Obi-Wan Kenobi: How Did Reva Survive Anakin's Attack? The Dark Side May Have Answers
Of all the characters introduced in the Disney+ limited series "Obi-Wan Kenobi," perhaps none is more compelling than Moses Ingram's ruthless Sith Inquisitor Reva Sevander. Vengeful to the point of being sociopathic, her traumatic survival of Anakin Skywalker's (Hayden Christensen) Jedi Temple massacre creates a dark obsession within her to become his ultimate assassin.
She comes close to exacting this goal by leveraging both her apparent loyalty to the Dark Side and Darth Vader's own obsessive hatred of his old master (Ewan McGregor) to make an attempt on the Sith Lord's life (while his thoughts and energies are otherwise expended). Reva is eventually disarmed during her long-awaited duel with Vader, giving him an opening to drive his lightsaber through her chest — and yet, this seemingly mortal wound would not prove fatal.
While it may be a bit hard to swallow for some (after all, a similar wound claims Qui-Gon Jinn's life decades earlier), Reva's survival could be explained through her powerful connection to the dark side of the force. As fans have already seen, those with this connection are often able to sustain themselves through raw hate alone, even when confronted with dire circumstances. In this manner, Maul (Ray Park, Sam Witwer in "The Clone Wars") survives being severed in half. Meanwhile, in the expanded "Legends" continuity, the ancient Sith Lord Darth Sion survives the Great Sith War and achieves a perverse sort of immortality by using his unspeakable agony to fuel his hatred, and his hatred to fuel his grotesque vitality. "Kenobi" even depicts how exactly Reva channels her hate to survive to the series' end.

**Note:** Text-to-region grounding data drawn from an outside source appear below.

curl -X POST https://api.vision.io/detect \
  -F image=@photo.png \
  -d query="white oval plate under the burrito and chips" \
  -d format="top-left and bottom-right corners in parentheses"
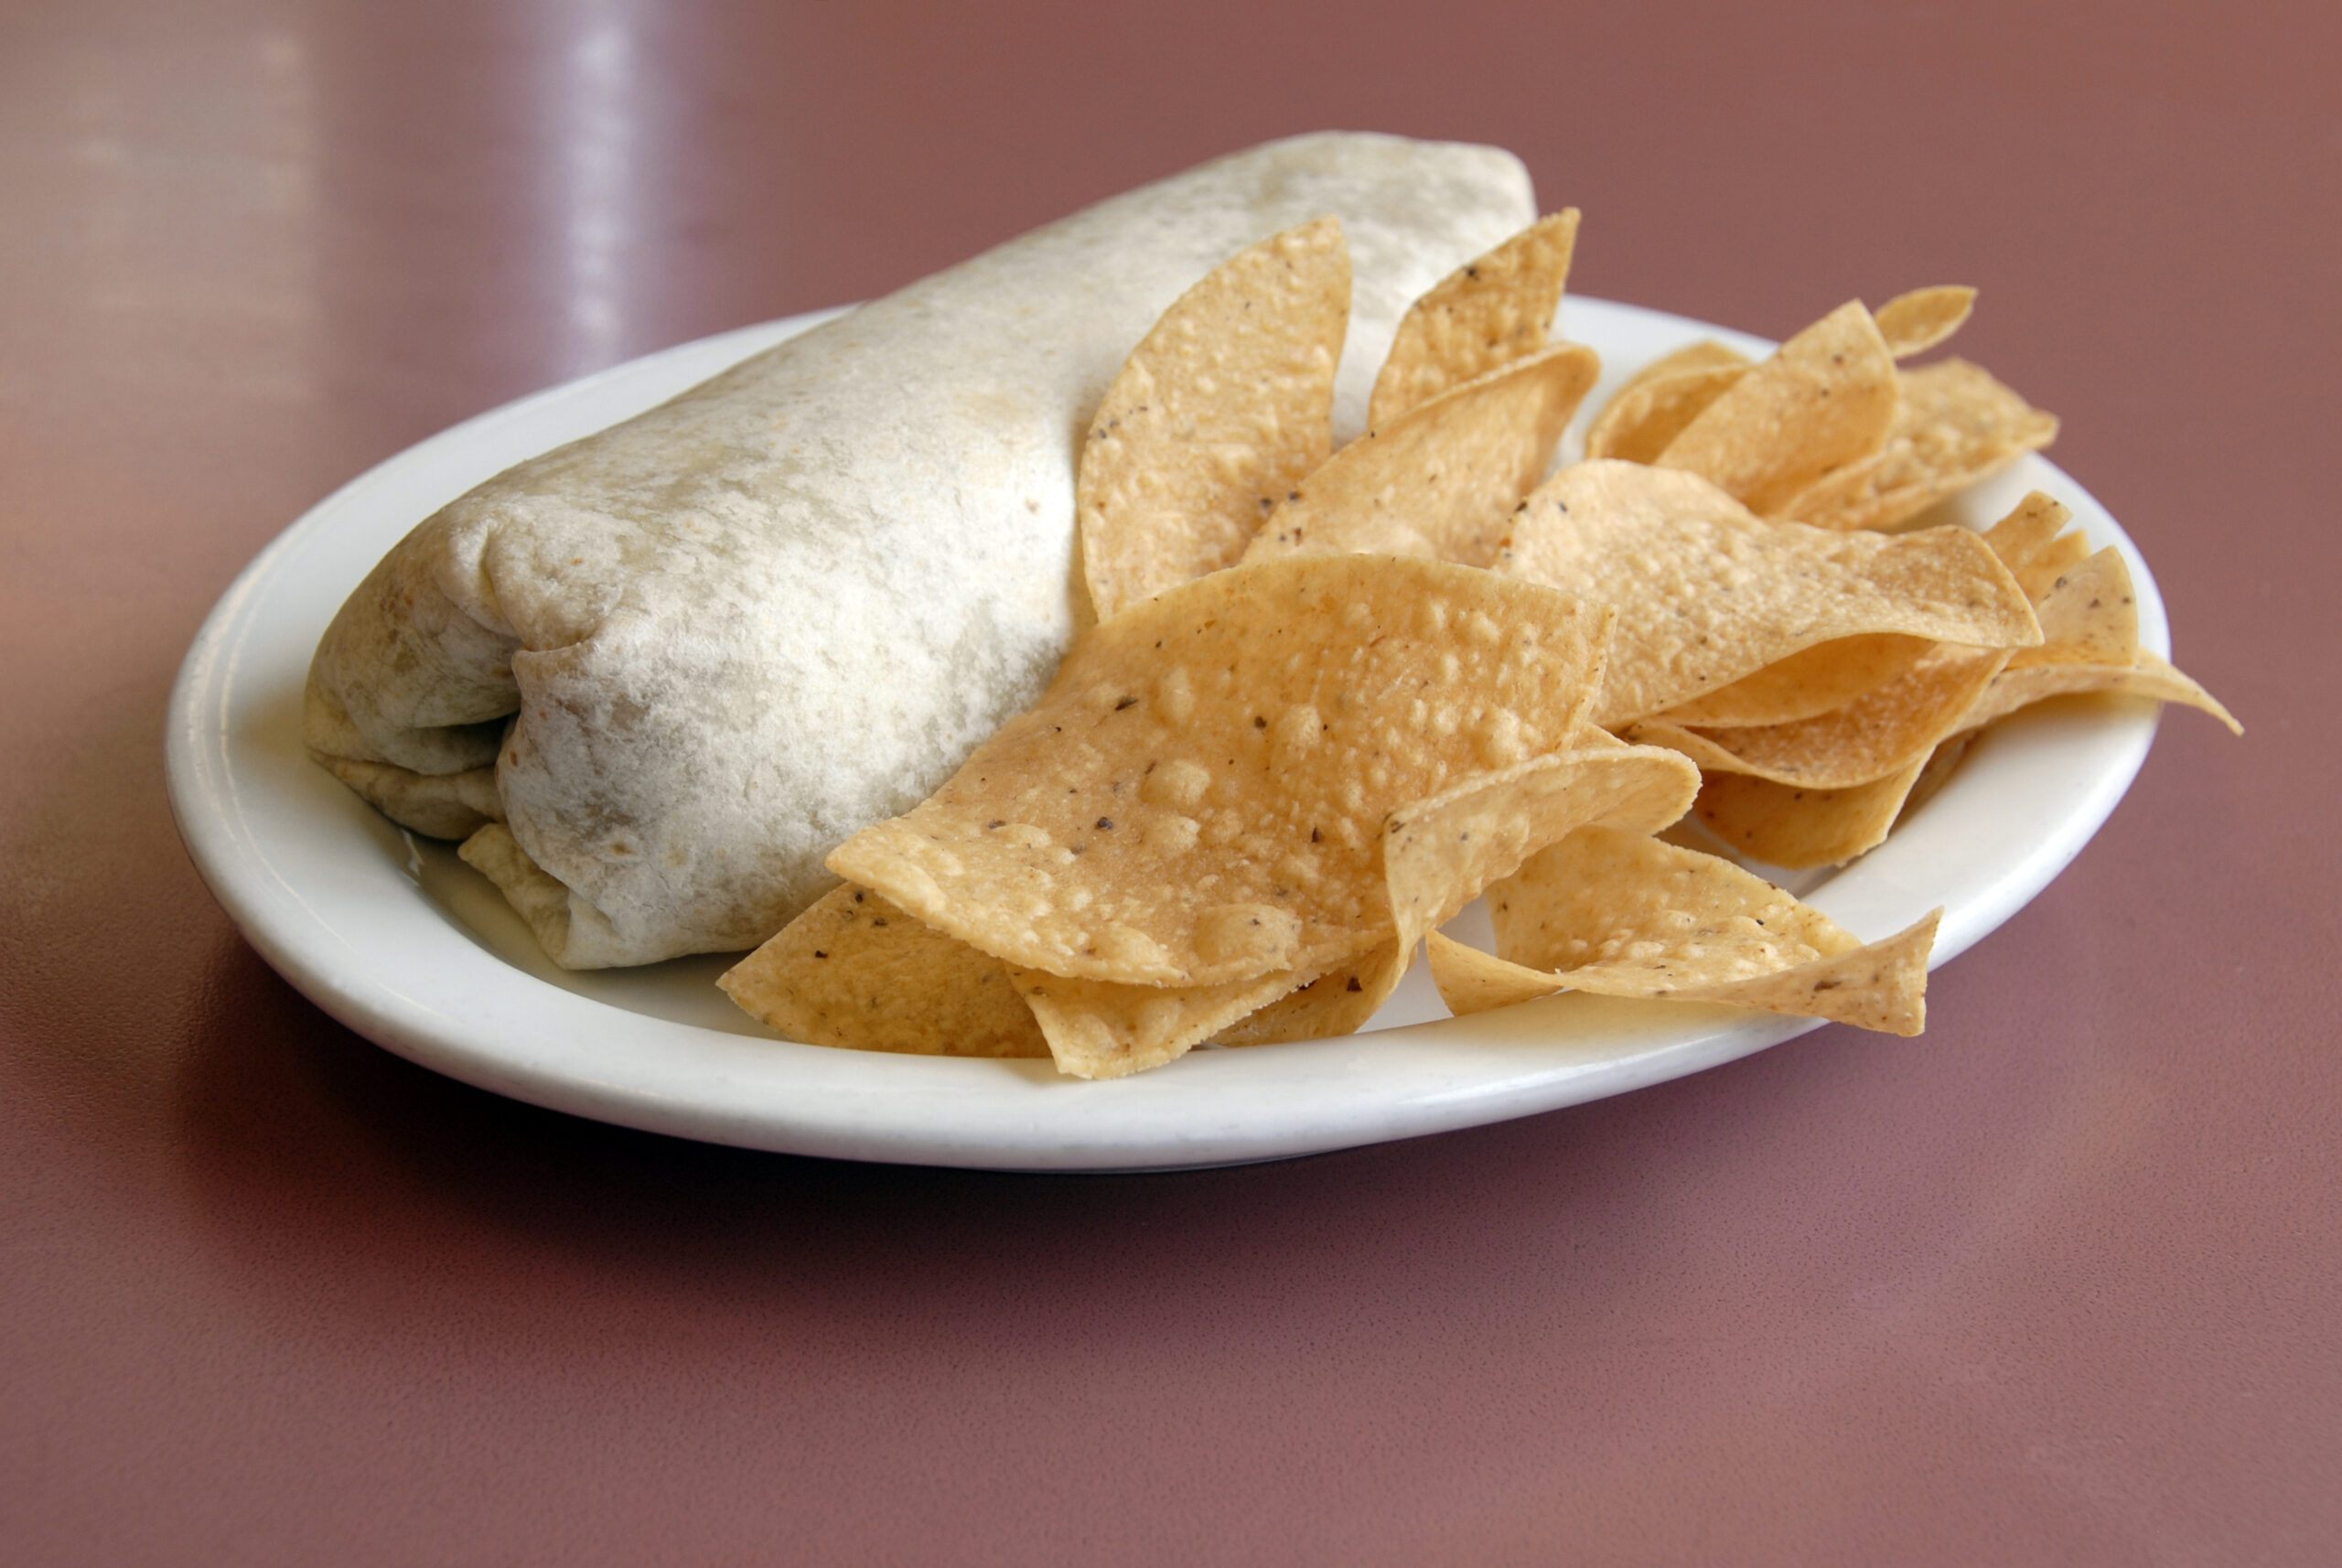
top-left (168, 297), bottom-right (2169, 1170)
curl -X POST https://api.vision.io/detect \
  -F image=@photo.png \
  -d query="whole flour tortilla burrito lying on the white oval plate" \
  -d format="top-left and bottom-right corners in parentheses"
top-left (305, 134), bottom-right (1536, 969)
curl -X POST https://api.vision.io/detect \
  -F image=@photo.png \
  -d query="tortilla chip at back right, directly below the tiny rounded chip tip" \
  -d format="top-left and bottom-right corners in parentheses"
top-left (1759, 360), bottom-right (2057, 529)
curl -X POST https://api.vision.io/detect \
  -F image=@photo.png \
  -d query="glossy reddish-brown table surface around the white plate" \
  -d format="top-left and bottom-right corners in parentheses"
top-left (0, 0), bottom-right (2342, 1563)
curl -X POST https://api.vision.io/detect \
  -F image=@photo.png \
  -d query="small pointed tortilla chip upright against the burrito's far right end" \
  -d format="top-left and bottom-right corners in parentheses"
top-left (1365, 206), bottom-right (1578, 431)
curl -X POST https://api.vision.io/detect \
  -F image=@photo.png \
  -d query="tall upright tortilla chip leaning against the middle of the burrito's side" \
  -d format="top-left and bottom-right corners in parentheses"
top-left (1075, 218), bottom-right (1349, 620)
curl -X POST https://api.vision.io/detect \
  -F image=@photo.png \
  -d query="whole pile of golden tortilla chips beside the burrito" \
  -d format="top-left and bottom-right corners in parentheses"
top-left (721, 210), bottom-right (2234, 1079)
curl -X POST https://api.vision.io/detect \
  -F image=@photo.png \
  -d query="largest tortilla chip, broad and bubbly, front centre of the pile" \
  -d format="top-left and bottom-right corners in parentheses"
top-left (829, 554), bottom-right (1611, 985)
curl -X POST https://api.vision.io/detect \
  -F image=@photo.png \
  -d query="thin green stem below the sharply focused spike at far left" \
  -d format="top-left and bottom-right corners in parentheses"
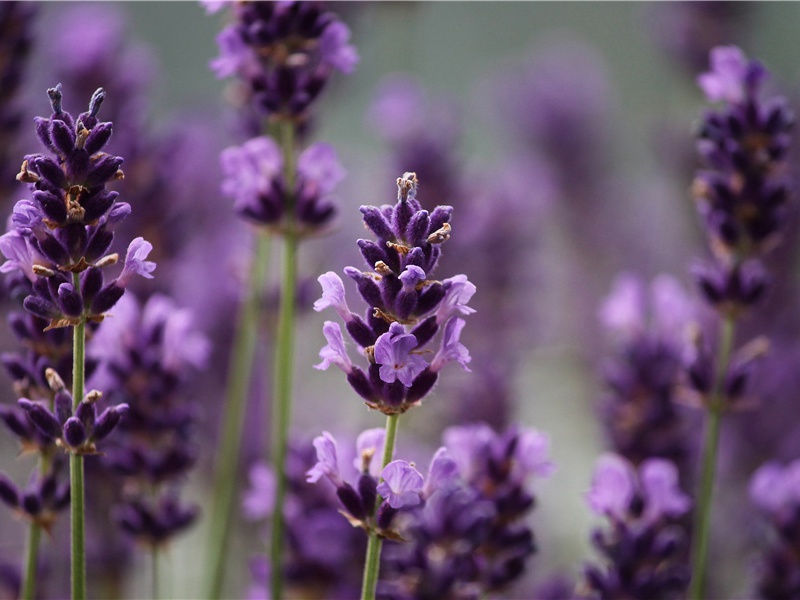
top-left (69, 273), bottom-right (86, 600)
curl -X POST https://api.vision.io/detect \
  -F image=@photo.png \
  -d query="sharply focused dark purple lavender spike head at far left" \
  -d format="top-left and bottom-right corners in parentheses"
top-left (0, 84), bottom-right (155, 328)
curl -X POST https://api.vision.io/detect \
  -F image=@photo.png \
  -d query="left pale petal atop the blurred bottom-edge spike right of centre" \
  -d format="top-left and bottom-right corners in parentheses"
top-left (586, 454), bottom-right (636, 521)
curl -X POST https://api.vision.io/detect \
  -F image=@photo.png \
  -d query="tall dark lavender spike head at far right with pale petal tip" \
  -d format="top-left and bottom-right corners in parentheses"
top-left (692, 46), bottom-right (794, 288)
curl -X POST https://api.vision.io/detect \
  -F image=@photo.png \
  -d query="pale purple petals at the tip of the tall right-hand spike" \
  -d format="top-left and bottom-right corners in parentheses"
top-left (697, 46), bottom-right (767, 104)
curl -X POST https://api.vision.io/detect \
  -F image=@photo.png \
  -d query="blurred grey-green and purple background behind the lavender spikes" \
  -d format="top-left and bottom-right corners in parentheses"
top-left (0, 2), bottom-right (800, 598)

Reva needed to find a new way to wound Vader
After being defeated by Darth Vader, Reva Sevander's wounds are arguably more psychological than they are physical. Her sole self-determined purpose in life is to assassinate the man that made her feel so powerless and afraid as a child. The fact that she is, essentially, humiliated by his sheer might in direct combat and reduced to that powerless child turns her only ambition into her greatest failure. As she trembles in the sand, inching her way helplessly toward the weapon that was just used against her, it's clear her feelings for Skywalker can no longer fuel her, lest they return rage and debilitating humiliation in equal measure. It isn't until Reva hears the transmission from Bail Organa (Jimmy Smits) that life returns to her eyes. If she can't slay Vader physically, she can at least take the one thing he wants — vengeance against Obi-Wan Kenobi (it certainly doesn't hurt that he's indirectly responsible for her defeat).
Many viewers are still perplexed as to why Reva would immediately redirect her motivations in order to kill the young Luke Skywalker instead of his father, but it may be that — like Kenobi before him — Luke was only a means for drawing out her true target. Killing Kenobi herself may not have meant much in the series premiere, but after having her own chance at cathartic, life-affirming vengeance torn from her destiny, robbing Vader of his chance may be the only weapon she has left against her ultimate enemy. It's this idea that allows Reva to persist past her mortal wounds and make one last attempt to destroy the man that destroyed her.